Application and Technology Driven Platform Design for the Late- and Post-Silicon Era
The mission of the GigaScale Systems Research Center (GSRC) is to address
the research challenges in the design (hardware and software) and
utilization (programming and interfacing) of information system
platforms for consumer/enterprise/defense applications,
to be deployed in the late- and post-silicon era, so as to achieve
orders of magnitude improvement in cost
(design and related NRE, programming) and quality
(lower power, higher functional performance, increased reliability,
increased usability).
The research is driven from above by emerging applications, and from below
by technology trends in materials, devices, fabrication and circuit fabrics,
with the goal of developing cost-efficient platforms through future
technology generations with significant novel functionality so as to
enable whole new application classes.
The center research seeks integrated solutions for:
- Managing cost challenges emerging from increased design and
validation/verification complexity.
- Design and programming of highly concurrent, heterogeneous
platforms while meeting tight power budgets.

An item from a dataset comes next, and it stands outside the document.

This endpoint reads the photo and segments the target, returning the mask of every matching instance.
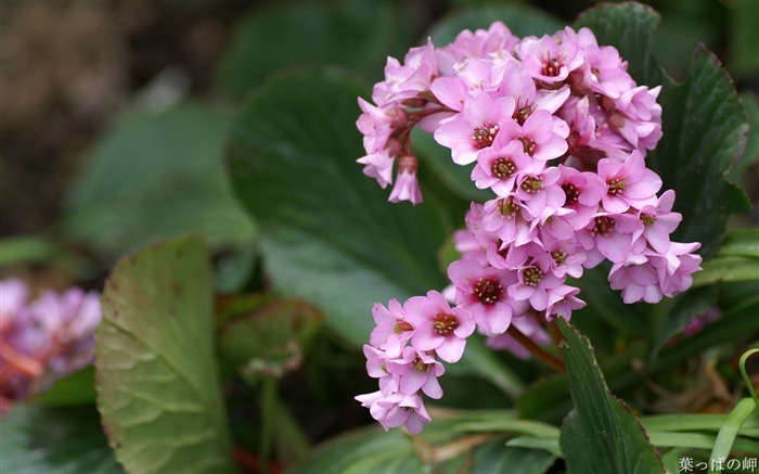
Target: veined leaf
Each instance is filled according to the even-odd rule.
[[[124,258],[107,280],[95,344],[98,408],[129,472],[234,472],[213,303],[200,238]]]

- Design for resiliency under diverse threats, including
potentially high-failure rate post-silicon fabrics.
Addressing these challenges requires innovative and disruptive solutions.
By bringing the best minds in US academia (37 faculty from 15 institutions)
together in a collaborative and forward-looking setting, GSRC is uniquely
positioned to deliver some of the answers. Our previous track record has
demonstrated that this model ("not research as usual") is highly effective
in producing ground-breaking results.
GSRC is one of the six centers that are part of the
Focus Center Research Program.
Recent News
Mar 5, 2010 -
GSRC researchers (Bertacco, Austin, and Pellegrini) expose way to zap RSA security scheme
This team recently demonstrated and disclosed a fault-based attack to the very popular RSA authentication algorithm, which they inflicted on the extremely popular OpenSSL software library. Their technique can extract a private key from a system by manipulating the voltage supply. They demonstrated that when a single-bit error occurs in the multiplication of the OpenSSL RSA algorithm, the system leaks 4-bits of the private key to the outside world.